While older studies concluded that CPDs are not superior to manual positioning, studies since 2003 focusing on postoperative temporomandibular joint function and relapses tend to find some benefit of employing CPDs [2,5,11]. Bettega et al. compared 10 patients in which the preoperative condylar position was secured by a 3D optical localizer with 10 patients conventionally operated (manual condylar positioning). The results of the study demonstrate significant differences between both groups in favour of optically guided condylar positioning. Patients suffered significantly less from TMD symptoms and less from skeletal relapses postoperatively [21]. Furthermore, other studies have demonstrated that the use of CPDs or CAD/CAM cutting and drilling guides could be beneficial in securing surgical results and thus reducing TMD symptoms [17,18,25,26]. This is partially supported by the results of our study, in which the mean deviation of the ascending ramus was slightly lower in the intervention compared to the control group. However, since the differences were not significant and TMD symptoms were not investigated, the present study failed to demonstrate any benefit of CPDs. Ha et al. described the role of the frontal–ramal inclination in facial symmetry. Especially in patients with facial asymmetries, it is important to bring the ascending rami to a laterally equal position during surgery. The results of the study demonstrated that virtual planning and CAD/CAM technologies were very useful in harmonizing the position of the ascending ramus [27]. CPDs as described in previous studies as well as in this study can be helpful to achieve this aim [5,28,29].
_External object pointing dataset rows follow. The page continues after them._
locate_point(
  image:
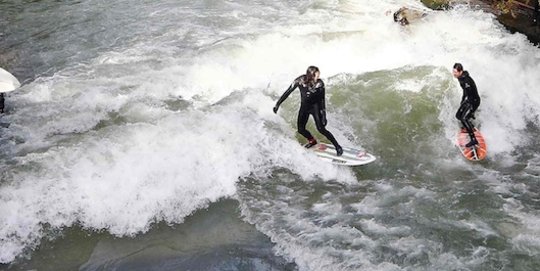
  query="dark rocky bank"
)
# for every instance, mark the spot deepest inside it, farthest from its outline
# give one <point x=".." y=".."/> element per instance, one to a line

A limitation of the present study is the heterogeneous study collective, as we included patients with mandibular advancement and setback. Different skeletal classes were distributed equally to the study groups. Furthermore, we found no statistical difference in condylar translations between mandibular advancement and setback patients. Nevertheless, it cannot be ruled out that this may have influenced the study results or that there was a bias in patient recruitment. On the other hand, we did provide first evidence that the CPDs can be applied in both skeletal classes. Another study limitation is the small number of participants; a larger number of patient samples may reveal significant differences between CPDs and the manual positioning method. An evaluation of the long-term stability of the surgical result and the effect on TMD symptoms, clicking, and crepitation in the joint would have been an interesting aspect for further investigation. Another limitation is that the surgeries in the study were performed by different experienced maxillofacial surgeons. Different surgeons could have affected the accuracy of the condylar position, an aspect which was not investigated. However, this should have affected both groups equally. Furthermore, the temporomandibular joint has distinct structural complexities when compared to the rest of the mandibular bone, which has an impact on how it is represented on radiographic imaging [30]. Hence, the CBCT scan we used did not image the joint completely, which could have affected our results. Imaging in our study was the same for all patients, and this effect should be of only minor interest. Finally, different imaging methods (e.g., 2D X-ray scans, CBCT, and magnet resonance imaging) make it difficult to compare our results with other studies.

5. Conclusions

In summary, the present study revealed that postoperative results precisely matched the virtually planned positioning in both groups. The use of patient-specific CPDs resulted in no significant benefit compared with the manual repositioning of the condyles. However, it can be assumed that the described CPDs can be useful in difficult cases (Sunday bite) and for patients where the ascending ramus, respectively, the condyles need to be placed in a certain virtually planned position that differs from the preoperative situation. This could be very helpful in patients presenting facial asymmetries [27]. Furthermore, for trainees and less experienced surgeons, such CPDs may prove helpful towards achieving consistent and reliable results [31].